No direct operational footprint in the conflict zone. DOC does not operate kitchens in Iran or directly affected countries. As such, exposure is primarily indirect via volumes linked to Middle East carriers.
Very short-term disruption is cushioned. Over the weekend, most flights to affected regions have been cancelled. Cancellations through Monday appear to be fully compensated under DOC's contracts.
Short-term impact looks manageable. From Tuesday onwards, revenues from cancelled flights are no longer compensated. Under current airspace restrictions, the missed revenues are estimated at around mid-single-digit €m per week (eNuW, also discussed with the company). Against group revenues of almost € 2.5bn (eNuW), this is not thesis-changing even if disruptions were to persist for several weeks. In fact, we expect that a four-week closure of the Middle East airspace would lower DOC's FY sales by only approx. 1% and EBIT by c. 2% (eNuW). Given that a partial, phased normalisation at key hubs is reasonable before four weeks, the above sensitivity is viewed as conservative and estimates are therefore left unchanged for now.

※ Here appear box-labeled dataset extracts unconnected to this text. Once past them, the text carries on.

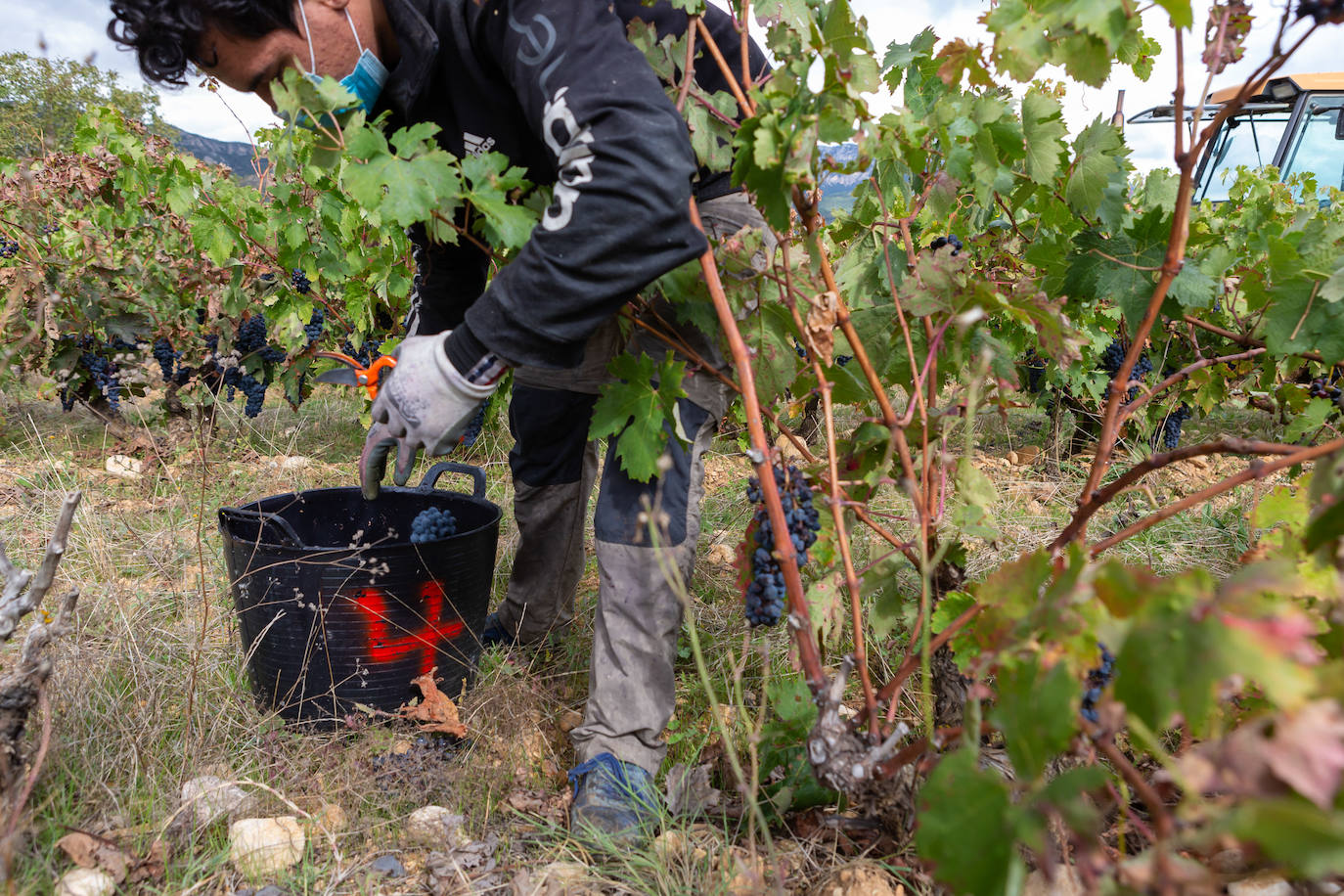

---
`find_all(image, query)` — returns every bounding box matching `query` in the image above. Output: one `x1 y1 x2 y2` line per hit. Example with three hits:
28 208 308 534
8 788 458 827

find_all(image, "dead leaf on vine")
396 666 467 738
57 830 130 884
805 291 838 367
1265 699 1344 811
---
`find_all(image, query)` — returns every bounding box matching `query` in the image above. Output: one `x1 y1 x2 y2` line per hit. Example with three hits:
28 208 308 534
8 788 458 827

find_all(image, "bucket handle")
416 461 485 498
219 508 308 551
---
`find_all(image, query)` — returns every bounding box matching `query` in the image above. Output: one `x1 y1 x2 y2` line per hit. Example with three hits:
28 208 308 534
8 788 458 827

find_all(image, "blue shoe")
481 612 517 648
570 752 661 848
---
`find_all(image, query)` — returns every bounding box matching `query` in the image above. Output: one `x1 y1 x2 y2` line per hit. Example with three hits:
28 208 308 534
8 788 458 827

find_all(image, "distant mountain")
819 144 873 219
170 127 256 184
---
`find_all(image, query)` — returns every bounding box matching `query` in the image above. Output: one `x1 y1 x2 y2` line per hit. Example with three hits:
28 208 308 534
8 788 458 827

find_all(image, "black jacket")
379 0 768 367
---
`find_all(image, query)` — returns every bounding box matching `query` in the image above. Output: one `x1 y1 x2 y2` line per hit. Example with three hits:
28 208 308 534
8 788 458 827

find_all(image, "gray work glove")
359 332 497 501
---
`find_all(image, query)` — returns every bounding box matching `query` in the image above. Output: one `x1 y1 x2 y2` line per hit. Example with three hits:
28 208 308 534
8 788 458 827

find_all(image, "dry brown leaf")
396 666 467 738
57 830 130 884
804 291 838 367
1265 699 1344 811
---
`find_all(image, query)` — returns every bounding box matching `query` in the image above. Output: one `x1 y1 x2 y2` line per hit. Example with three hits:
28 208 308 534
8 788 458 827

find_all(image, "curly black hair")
108 0 298 87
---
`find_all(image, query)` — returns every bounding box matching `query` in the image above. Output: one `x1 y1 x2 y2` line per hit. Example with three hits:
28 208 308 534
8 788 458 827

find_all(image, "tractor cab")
1129 71 1344 202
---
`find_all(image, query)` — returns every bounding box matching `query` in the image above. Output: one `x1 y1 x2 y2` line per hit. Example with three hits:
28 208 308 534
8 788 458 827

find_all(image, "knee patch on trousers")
508 382 597 486
593 398 711 546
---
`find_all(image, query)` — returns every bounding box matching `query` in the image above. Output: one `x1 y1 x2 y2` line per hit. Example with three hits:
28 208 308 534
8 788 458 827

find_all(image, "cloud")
0 0 1339 158
0 0 276 141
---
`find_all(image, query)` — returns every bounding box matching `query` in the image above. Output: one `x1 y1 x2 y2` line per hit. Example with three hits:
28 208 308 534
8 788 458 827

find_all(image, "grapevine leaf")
916 749 1025 896
589 352 686 482
463 152 538 248
1021 90 1068 184
1227 796 1344 877
992 657 1079 781
1064 117 1129 215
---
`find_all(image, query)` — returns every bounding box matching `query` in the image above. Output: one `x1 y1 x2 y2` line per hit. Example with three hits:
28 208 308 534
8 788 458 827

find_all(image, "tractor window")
1283 96 1344 196
1194 106 1290 202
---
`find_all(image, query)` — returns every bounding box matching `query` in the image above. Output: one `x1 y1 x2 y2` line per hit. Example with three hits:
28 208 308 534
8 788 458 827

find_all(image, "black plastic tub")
219 464 500 724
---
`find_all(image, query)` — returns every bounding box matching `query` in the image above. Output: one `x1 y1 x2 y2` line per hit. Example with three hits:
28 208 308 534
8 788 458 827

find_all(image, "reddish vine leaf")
57 830 132 884
1265 699 1344 810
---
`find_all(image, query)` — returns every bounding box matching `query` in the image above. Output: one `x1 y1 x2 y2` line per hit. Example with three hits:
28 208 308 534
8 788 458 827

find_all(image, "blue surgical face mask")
298 0 387 114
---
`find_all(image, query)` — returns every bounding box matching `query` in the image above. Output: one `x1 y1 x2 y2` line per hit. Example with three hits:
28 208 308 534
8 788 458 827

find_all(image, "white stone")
229 816 305 880
57 868 117 896
102 454 145 479
1227 872 1293 896
313 803 349 834
181 775 252 829
406 806 470 849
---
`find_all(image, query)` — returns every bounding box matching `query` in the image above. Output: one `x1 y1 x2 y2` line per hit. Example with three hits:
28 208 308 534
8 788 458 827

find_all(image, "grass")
0 389 1284 893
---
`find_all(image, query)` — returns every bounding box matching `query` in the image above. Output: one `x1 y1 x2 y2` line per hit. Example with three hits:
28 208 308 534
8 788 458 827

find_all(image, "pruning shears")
313 352 396 399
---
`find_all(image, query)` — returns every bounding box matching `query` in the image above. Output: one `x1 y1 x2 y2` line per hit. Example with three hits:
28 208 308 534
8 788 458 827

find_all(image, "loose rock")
370 856 406 877
313 803 349 834
181 775 252 830
57 868 117 896
229 816 305 878
406 806 470 849
1227 872 1293 896
102 454 145 479
1021 867 1083 896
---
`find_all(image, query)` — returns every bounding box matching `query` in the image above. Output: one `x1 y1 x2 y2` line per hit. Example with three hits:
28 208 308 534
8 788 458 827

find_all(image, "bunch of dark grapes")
238 374 267 417
1161 403 1193 451
235 312 266 355
79 352 121 411
459 399 491 449
928 234 963 258
1297 0 1344 24
340 338 383 367
746 467 822 626
304 311 327 345
1081 644 1115 726
1307 377 1340 403
411 508 457 544
1100 338 1153 402
154 336 181 382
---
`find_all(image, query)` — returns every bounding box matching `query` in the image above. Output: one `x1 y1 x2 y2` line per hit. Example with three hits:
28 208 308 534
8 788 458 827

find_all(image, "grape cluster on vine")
1100 338 1153 402
1297 0 1344 24
236 312 285 364
744 467 822 626
1307 377 1344 407
1161 402 1193 451
1079 644 1115 726
154 336 181 382
411 508 457 544
928 234 963 258
78 352 121 411
459 399 491 449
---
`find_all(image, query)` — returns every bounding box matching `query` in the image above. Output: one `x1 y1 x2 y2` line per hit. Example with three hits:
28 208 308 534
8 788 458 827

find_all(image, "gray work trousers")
499 194 773 774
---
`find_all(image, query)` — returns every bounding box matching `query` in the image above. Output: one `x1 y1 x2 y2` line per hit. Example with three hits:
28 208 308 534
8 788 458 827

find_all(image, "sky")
0 0 1344 170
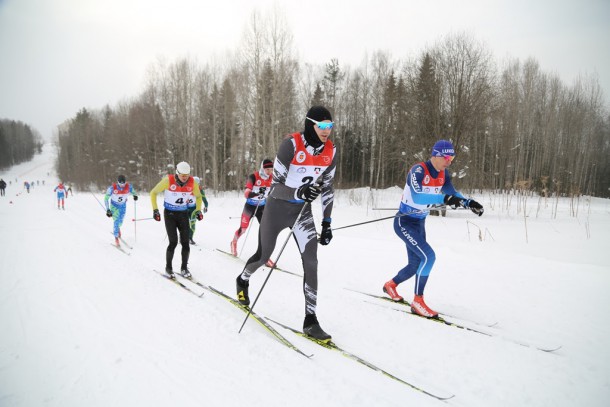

High cost flexibility set to limit margin pressure. While the reported material expense ratio is seen at c. 39% (FY 25/26e, eNuW), the company previously indicated that roughly 80% of total costs are effectively variable. Food and beverage costs fall away entirely if production is halted. Personnel costs are partly flexible, with temporary staff scalable and fixed staff adjustable via leave or hour reductions, supported by relatively short notice periods. In addition, as production is largely fresh and not based on pre-produced items with lead times, inventory risk appears limited.
Seasonality is supportive. Ramadan (until March 19) is not peak travel season, capping short-term volume risk.
Potential offsetting effects. Provided Turkey's airspace remains open, rerouting of traffic from Gulf hubs towards Istanbul is conceivable. Given DOC's strong presence in Turkey, this could partly offset lost volumes, although visibility remains limited at this stage.
In sum, our assessment is that the impact is temporary, operationally cushioned and financially digestible. Unless the disruption broadens materially or persists, we see limited risk to the medium-term earnings trajectory. Hence, the share price weakness appears overdone and we reiterate our BUY recommendation, unchanged PT at € 266, based on DCF.